O senhor Qi logo apresentou: “Xiao Yun, esse é meu neto, Qi Monan.”
Song Yun notou um grande mochilão militar no canto do barraco; pelo aspecto cansado do jovem, viera de longe.
“Xiao Nan, essa é a Song Yun de quem falei. Foi ela quem salvou minha perna, senão já estaria perdida.”
A expressão rígida de Qi Monan suavizou um pouco. Agradeceu-lhe baixinho: “Obrigado!”
Song Yun depositou a marmita e sorriu: “Não precisa agradecer. Vocês também ajudaram meus pais, é uma ajuda mútua em tempos difíceis. Não precisamos de tantas formalidades.” Aproximou-se com o pote de remédio. “Vovô Qi, vovô Mo, preparei algumas ervas, são muito boas para feridas de chicote. Vou passar primeiro, depois comam. Hoje fiz panquecas de verduras silvestres com ovos.”
Os dois senhores iam dizer que não precisava, que o próprio Qi Monan poderia cuidar deles, afinal estavam sem camisa.
Mas antes que falassem, Song Yun já havia tirado a coberta, revelando as marcas entrecruzadas dos chicotes, tão graves quanto as do pai. Que crueldade tinham aqueles homens, capazes de agredir até idosos daquele jeito. Será que não tinham família?
Song Yun examinou cuidadosamente as feridas, confirmou que estavam bem limpas e só então começou a passar o remédio. “Foram bem limpas as feridas.”
Ao sentir a pomada, o senhor Qi relaxou e voltou a ter ânimo para conversar. “Meu neto é soldado, vive se machucando, limpar feridas é coisa de todo dia para ele.”
Song Yun sempre teve admiração pelos militares.

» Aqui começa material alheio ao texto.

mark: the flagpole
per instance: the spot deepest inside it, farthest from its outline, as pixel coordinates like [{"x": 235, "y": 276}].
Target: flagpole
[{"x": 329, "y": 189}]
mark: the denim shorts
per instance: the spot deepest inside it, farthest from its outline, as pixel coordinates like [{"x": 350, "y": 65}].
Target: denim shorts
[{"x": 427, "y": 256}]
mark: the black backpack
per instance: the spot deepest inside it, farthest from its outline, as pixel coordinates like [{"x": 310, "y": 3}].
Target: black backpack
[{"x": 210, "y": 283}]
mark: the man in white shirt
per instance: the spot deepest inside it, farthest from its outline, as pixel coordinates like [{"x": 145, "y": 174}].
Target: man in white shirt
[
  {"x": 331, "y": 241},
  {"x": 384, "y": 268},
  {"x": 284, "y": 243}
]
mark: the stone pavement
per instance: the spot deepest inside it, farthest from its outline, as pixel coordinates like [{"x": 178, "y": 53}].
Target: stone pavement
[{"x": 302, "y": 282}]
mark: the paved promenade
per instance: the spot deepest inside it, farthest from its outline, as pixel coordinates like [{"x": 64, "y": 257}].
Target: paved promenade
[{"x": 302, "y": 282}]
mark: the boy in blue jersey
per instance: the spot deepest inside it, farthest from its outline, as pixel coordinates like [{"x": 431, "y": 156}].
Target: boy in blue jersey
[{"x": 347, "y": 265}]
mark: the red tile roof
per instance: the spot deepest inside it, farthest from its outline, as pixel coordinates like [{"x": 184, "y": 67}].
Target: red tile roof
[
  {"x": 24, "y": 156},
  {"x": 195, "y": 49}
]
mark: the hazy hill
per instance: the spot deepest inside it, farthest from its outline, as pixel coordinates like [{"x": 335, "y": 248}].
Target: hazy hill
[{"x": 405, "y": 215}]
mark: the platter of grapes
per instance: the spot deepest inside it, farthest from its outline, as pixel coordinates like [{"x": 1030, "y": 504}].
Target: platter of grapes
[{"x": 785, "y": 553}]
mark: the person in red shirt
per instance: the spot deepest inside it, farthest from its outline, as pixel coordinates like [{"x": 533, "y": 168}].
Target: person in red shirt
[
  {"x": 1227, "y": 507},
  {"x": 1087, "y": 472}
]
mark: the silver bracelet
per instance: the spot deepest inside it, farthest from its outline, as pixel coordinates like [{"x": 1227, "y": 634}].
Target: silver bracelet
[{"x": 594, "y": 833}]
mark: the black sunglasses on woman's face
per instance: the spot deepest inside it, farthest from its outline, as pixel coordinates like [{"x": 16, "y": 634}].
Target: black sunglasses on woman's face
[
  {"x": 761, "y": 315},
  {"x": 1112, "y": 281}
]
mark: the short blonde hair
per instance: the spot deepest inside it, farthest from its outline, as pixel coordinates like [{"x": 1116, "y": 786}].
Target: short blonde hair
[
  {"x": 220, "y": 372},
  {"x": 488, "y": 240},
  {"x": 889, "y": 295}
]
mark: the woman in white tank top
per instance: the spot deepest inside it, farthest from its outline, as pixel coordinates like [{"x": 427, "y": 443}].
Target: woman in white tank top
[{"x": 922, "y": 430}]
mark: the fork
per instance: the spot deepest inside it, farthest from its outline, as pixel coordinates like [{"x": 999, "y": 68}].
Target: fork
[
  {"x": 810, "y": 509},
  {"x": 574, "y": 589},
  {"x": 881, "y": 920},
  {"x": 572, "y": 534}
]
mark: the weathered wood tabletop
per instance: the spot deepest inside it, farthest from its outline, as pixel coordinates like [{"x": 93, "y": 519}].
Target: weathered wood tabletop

Concordou com a cabeça: “Ser soldado é mesmo difícil, e perigoso.”
Depois de terminar com o senhor Qi, ela passou para o senhor Mo.
Era a primeira vez que o senhor Mo usava o remédio de Song Yun. Assim que ela aplicou, ele exclamou: “Mas o que é isso? Tão fresquinho, nem dói mais nada!”
O senhor Qi lançou-lhe um olhar reprovador. “Perguntar o quê? Isso é receita secreta da Xiao Yun, não vá sair espalhando por aí.”
O senhor Mo resmungou: “Espalhar pra quem? Pra quem eu vou contar? Você me acha tão sem noção assim?”
Os dois idosos implicavam um com o outro, claramente mais animados do que antes. Qi Monan finalmente respirou aliviado e voltou a olhar para Song Yun. Aquela moça não era simples: jovem, habilidosa com as mãos e no conhecimento médico, e aparentemente muito talentosa. Que tipo de família teria criado alguém assim?
Song Yun não sabia o que ele pensava. Terminou de passar o remédio nos dois e retirou uma grande tira de algodão branco, oferecendo-a a Qi Monan. “Camarada Qi, sabe enfaixar?”
Qi Monan pegou o tecido. “Sei.”
Baixou os olhos para examinar o pano: não era gase hospitalar, mas algodão branco vendido pela cooperativa. Só aquele rolo já tinha vários metros. Somando às faixas na perna do avô, ao remédio especial e à habilidade médica, devia muito à camarada Song.
“Então deixo com você, preciso ir, tenho tarefas em casa.” Song Yun despediu-se dos velhos e saiu do barraco. Também não ficou mais com os pais, temendo que o chefe Liu voltasse e descobrisse algo impróprio. Pelo menos por enquanto, ele não podia saber de nada.
O resto, seria resolvido no futuro.
Depois que Song Yun saiu, Qi Monan enfaixou os dois velhos, que sentiram-se reviver. A dor ardente nas costas não desapareceu totalmente, mas ficou quase insignificante. O estômago logo começou a roncar.
“Veja logo o que a Xiao Yun trouxe de gostoso”, apressou-se o senhor Qi, pedindo ao neto.